I know this because I may at some point in time in my life, I too wanted to end my pain, the way you want to end your life. At the time, death did seem like the easier option than living. I wanted to get out of this labyrinth of sufferings. I know the pain is a lot. Those dark thoughts, they stretch hours into days, days into years and years into centuries. I know that this life has consumed you, entirely. To a point where going on is simply just too painful.
Your actions suggest a longing for purity, simplicity and just, normality. I know that you’re suffering the way no one will understand, or worse, even believe. I know you understand darkness, the way no one else can. But tell me one thing, why do you want to hurt the people who love you, the ones who care for you?
You know what it’s like, when someone walks away; it’s the most difficult and painful thing to happen to anyone. When we lost someone we love, we go through varied emotions that seem to rip our soul apart from the inside out. It feels like someone has stolen a part of you. A very important part of you. The pain doesn’t just fade away, it just increases, with time. And when you do decide to finally move on, we end up finding out that there’s an empty space still left behind. The day you end your sufferings, by ending your life, will also be the start of this never-ending, all-consuming pain in the lives of all those who have spent their time loving you in their lives.

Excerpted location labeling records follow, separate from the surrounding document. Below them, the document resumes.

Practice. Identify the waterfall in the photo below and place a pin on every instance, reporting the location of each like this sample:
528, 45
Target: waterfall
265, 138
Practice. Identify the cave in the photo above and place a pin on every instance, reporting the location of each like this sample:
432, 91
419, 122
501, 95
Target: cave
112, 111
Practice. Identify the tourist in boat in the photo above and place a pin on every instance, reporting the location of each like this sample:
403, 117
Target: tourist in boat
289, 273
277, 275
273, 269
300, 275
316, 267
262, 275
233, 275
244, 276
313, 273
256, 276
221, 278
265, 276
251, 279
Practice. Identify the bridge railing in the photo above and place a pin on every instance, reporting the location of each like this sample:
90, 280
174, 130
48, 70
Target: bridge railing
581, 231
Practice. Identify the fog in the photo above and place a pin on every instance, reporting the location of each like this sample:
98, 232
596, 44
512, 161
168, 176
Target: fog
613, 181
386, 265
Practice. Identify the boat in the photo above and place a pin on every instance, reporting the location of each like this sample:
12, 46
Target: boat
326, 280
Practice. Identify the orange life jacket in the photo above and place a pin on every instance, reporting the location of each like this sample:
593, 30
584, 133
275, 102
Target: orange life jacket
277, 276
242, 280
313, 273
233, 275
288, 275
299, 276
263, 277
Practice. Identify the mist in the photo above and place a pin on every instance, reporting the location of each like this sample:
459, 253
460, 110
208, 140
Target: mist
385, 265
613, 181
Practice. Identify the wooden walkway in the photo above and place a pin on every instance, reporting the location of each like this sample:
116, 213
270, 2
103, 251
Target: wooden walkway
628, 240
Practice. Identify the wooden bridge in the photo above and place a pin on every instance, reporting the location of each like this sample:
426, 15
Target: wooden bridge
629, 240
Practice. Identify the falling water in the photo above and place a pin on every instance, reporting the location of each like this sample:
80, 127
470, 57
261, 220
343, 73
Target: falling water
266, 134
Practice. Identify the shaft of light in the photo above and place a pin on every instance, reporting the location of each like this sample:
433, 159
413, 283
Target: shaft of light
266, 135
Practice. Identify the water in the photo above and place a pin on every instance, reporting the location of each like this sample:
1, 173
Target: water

It’s hard to explain, to those who don’t know, what it’s like to lose someone you love, to suicide. It’s hard to quantify that kind of loss or describe the unavoidable hole that’s left behind. To express the lingering sadness that transforms itself over time, attached to your ribs, so that it breathes with you, never truly leaving you from the inside.
The ones who get left behind, they feel guilty. They blame themselves for what happened. In the beginning, they try to rationalize, endlessly. Wondering, if there was something they could have done differently. They understand, that in the end, it’s your decision, but there will never be a day that doesn’t pass by, when they won’t pause their lives, just for a second and wonder, Could I have done something to stop this? Was there something I could have said, to save you?
Some people will call you a coward, some will say you’re weak or even selfish. Your loved ones will hear this, after a while, they won’t have anything else to say, but the broken pieces inside of them will continue to break, piece by piece. Some may even choose to become defensive, angry or even violent. While others, they’ll stop defending. You have some friends who will fight for you, a part of them will use the rage they probably have saved for you, onto others, but they won’t let anyone else say anything else about you.
The guilt is palpable. It attaches itself to your spine and pushes you, ever so slightly, towards the ground; you want something to hold on to. They will always keep thinking how things got so different if there was anything that could have kept you here, right now. Anything, so that you’d still be here.
Nothing is worse than losing someone you love to suicide, because you are left with nothing but regrets, of not being able to love you enough to stop you from ending your life. No matter how much they try to rationalize it, in the end, you’re not there. You’ve gone. Why or how you left this earth, doesn’t make your absence less painful.
The person who commits suicide dies only once. Those left behind, die with every single thought of you that comes to them; some unexpectedly, some as they sit and wonder how it’d be if you were sitting with them this very moment.